The next big chapter of the Wehrly tale came with the premature passing of David's father in 1996. Just as his father had done before him, David dusted off the '32 and took his own boys for a spin, literally--the rear tires would again try to outrun the fronts. At the first stop, David's sons, Christian and Spencer, fell out of the car because they were nearly overcome by the poisonous fumes pumped into the car via the deteriorated exhaust pipes. After that adventurous road trip, David decided it was time to restore the coupe to its former glory with the same soul his father and uncle had built it with left intact. David did his research and was most impressed with the quality, thoroughness, and correctness of the hot rod restorations performed by SO-CAL Speed Shop.
After dragging the well-worn warrior to Pomona, it was obvious it would take all the best talents from SO-CAL to get the Wehrly coupe back into shape, but it was a challenge SO-CAL was more than willing to undertake. The road to recovery began with a full disassembly to evaluate all of the coupe's original components. David made it clear he wanted the rebuild to retain as many of the original pieces as possible, but all agreed the original chassis had seen far too many early modifications and dragstrip action to be a good candidate for regular street duty. A new SO-CAL chassis would take its place with the same modifications, like bobbed rear horns and Model A crossmembers on both ends just like the original. More recycled hardware includes the 331ci 1950 Cadillac engine topped with an original intake and factory dual carbs flanked by a pair of Offenhauser valve covers and the restored pair of handbuilt headers found on the car. A new exhaust system to keep those annoying fumes out of the cockpit was built by Fernando Bobeda of SO-CAL.

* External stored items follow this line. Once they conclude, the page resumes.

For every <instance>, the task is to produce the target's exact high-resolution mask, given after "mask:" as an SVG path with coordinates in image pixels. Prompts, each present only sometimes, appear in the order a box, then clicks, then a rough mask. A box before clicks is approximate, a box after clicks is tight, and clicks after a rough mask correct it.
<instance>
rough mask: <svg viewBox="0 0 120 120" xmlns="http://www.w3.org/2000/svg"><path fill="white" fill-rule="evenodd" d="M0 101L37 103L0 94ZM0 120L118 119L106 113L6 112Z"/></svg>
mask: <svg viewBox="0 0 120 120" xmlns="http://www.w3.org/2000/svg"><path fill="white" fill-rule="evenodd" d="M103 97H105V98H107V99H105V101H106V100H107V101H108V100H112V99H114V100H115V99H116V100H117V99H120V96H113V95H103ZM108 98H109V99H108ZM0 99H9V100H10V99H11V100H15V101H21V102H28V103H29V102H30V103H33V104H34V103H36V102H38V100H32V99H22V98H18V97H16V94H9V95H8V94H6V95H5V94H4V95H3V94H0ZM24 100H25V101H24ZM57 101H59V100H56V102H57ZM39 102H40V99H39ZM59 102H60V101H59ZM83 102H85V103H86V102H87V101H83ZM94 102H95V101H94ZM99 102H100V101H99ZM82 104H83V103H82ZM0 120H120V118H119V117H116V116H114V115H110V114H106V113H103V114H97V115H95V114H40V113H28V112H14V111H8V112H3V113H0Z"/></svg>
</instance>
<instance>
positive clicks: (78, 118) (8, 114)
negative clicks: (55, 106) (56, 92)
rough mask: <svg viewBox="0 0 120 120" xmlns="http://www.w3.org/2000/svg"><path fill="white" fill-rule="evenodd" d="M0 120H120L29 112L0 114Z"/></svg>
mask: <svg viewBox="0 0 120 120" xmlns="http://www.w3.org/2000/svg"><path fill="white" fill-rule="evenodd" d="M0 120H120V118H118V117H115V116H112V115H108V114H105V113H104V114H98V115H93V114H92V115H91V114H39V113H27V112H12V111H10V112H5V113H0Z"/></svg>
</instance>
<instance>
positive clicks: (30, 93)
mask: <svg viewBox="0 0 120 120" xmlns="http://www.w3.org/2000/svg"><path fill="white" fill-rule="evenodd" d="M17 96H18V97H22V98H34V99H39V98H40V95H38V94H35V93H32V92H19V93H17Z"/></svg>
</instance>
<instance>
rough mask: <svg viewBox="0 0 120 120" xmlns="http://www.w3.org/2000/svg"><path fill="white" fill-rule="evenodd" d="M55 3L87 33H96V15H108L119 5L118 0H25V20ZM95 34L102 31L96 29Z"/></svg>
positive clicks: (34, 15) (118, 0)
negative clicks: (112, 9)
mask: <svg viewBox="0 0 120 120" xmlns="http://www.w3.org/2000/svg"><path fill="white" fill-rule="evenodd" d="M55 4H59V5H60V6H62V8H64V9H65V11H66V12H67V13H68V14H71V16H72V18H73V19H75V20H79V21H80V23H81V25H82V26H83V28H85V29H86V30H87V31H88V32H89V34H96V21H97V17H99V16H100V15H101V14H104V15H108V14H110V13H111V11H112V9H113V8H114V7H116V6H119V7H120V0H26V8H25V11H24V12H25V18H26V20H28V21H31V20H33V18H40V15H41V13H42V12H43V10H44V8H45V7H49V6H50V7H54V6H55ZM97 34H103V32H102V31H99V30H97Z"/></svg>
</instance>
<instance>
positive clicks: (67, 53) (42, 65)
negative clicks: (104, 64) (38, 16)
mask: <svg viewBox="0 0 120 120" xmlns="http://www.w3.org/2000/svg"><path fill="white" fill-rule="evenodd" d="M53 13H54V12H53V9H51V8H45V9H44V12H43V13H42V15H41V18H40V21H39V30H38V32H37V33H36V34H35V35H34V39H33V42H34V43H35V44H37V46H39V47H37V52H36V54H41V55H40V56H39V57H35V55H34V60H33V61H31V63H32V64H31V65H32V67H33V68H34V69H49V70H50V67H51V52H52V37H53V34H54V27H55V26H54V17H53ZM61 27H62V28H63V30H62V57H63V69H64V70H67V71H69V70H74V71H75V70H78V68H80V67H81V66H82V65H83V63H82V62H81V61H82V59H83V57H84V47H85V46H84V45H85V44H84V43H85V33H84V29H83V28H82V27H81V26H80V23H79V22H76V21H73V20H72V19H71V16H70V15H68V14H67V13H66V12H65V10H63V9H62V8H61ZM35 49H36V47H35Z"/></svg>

When it came to restoring the exterior, everyone agreed the car needed to look as close as possible to the faded pictures in the Wehrly family albums. The original modifications like the channeled floor left much to be desired and, combined with its fair share of rust, the entire lower half of the body would need to be rebuilt. Bobby Walden tackled the tin work and, while he was at it, he also built a new pair of bobbed rear fenders to replace the too-far-gone originals and made the necessary repairs to the original front fenders. Many hours of priming and sanding by Abe Rodriguez from SO-CAL were required before he laid down the final coats of custom-mixed PPG bright orange paint color-matched to the original hue. After a dip in the tank at Sherm's Plating, the Wehrly modified headlight bar and original '50 Pontiac taillights were returned fore and aft.

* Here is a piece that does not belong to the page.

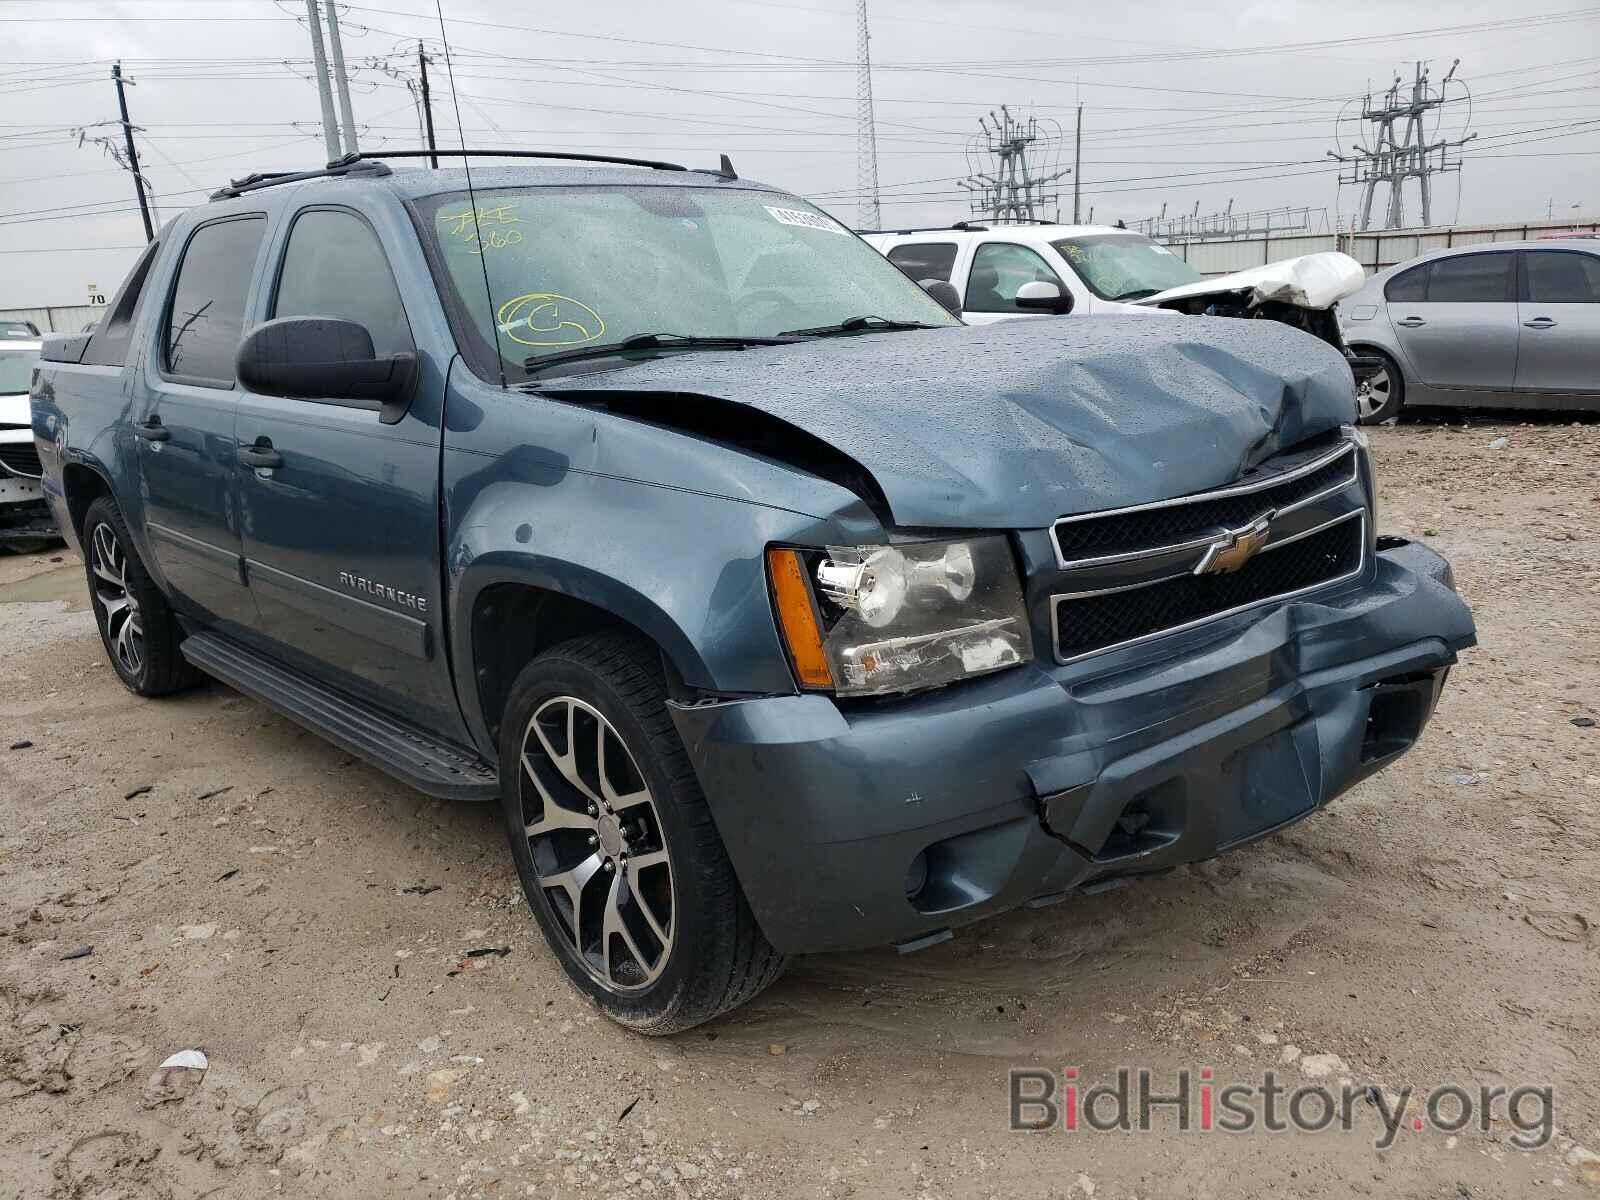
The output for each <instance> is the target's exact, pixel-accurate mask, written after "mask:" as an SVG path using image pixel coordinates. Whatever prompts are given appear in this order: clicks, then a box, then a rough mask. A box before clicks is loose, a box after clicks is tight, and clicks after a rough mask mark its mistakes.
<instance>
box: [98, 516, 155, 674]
mask: <svg viewBox="0 0 1600 1200" xmlns="http://www.w3.org/2000/svg"><path fill="white" fill-rule="evenodd" d="M90 566H91V568H93V570H94V605H96V606H98V608H99V611H101V619H102V622H104V630H106V645H109V646H110V651H112V654H114V656H115V658H117V662H118V666H122V669H123V670H125V672H126V674H128V675H130V677H131V675H138V674H139V670H142V669H144V621H142V614H141V613H139V602H138V600H136V598H134V597H133V592H130V590H128V555H126V552H125V550H123V547H122V541H118V538H117V531H115V530H114V528H112V526H110V525H107V523H106V522H101V523H99V525H96V526H94V534H93V536H91V539H90Z"/></svg>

Inside, like the outside, is much nicer today with a full black Naugahyde stitch job by Gabe's Auto Interior that still maintains the original flavor of the coupe. A modified original '40 Ford dash was part of the original build; today it's slicker than ever and filled with a trio of Moon gauges with a matching column-mounted Moon tach behind an original Covico steering wheel.

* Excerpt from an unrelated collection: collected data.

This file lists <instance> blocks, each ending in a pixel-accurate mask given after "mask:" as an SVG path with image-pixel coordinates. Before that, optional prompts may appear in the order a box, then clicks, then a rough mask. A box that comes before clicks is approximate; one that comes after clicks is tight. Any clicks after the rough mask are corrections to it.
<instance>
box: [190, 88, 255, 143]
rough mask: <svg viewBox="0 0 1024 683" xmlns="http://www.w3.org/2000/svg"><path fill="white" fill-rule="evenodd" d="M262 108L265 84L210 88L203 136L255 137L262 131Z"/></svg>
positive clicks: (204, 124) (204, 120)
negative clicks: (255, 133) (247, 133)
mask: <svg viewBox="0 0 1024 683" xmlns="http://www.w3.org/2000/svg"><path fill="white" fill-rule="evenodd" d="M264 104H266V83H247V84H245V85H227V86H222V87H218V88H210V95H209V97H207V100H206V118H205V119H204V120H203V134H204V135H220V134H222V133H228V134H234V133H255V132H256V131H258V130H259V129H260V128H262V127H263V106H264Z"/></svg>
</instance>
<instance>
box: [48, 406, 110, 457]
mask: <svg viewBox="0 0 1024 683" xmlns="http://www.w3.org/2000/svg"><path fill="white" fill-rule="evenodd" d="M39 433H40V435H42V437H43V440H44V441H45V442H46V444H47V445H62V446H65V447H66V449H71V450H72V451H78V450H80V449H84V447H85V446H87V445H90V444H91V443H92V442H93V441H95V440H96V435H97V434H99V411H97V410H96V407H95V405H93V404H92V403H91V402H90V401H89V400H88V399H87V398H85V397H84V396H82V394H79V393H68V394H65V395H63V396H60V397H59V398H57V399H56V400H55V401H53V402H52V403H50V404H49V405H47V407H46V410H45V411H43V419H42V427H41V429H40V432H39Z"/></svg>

After a whirlwind rebuild under the supervision of SO-CAL shop foreman Ryan Reed and the talents of Aaron Broughton and Sean Dooley (final assembly) and Scott Howard (final assembly and wiring), a completely reborn Wehrly coupe debuted at the L.A. Roadster show in 2005, much to the delight of hot rod heritage from around the world. Now it's just a matter of time before another generation of Wehrly men pass on the tradition of a sideways-first ride the youngsters will never forget.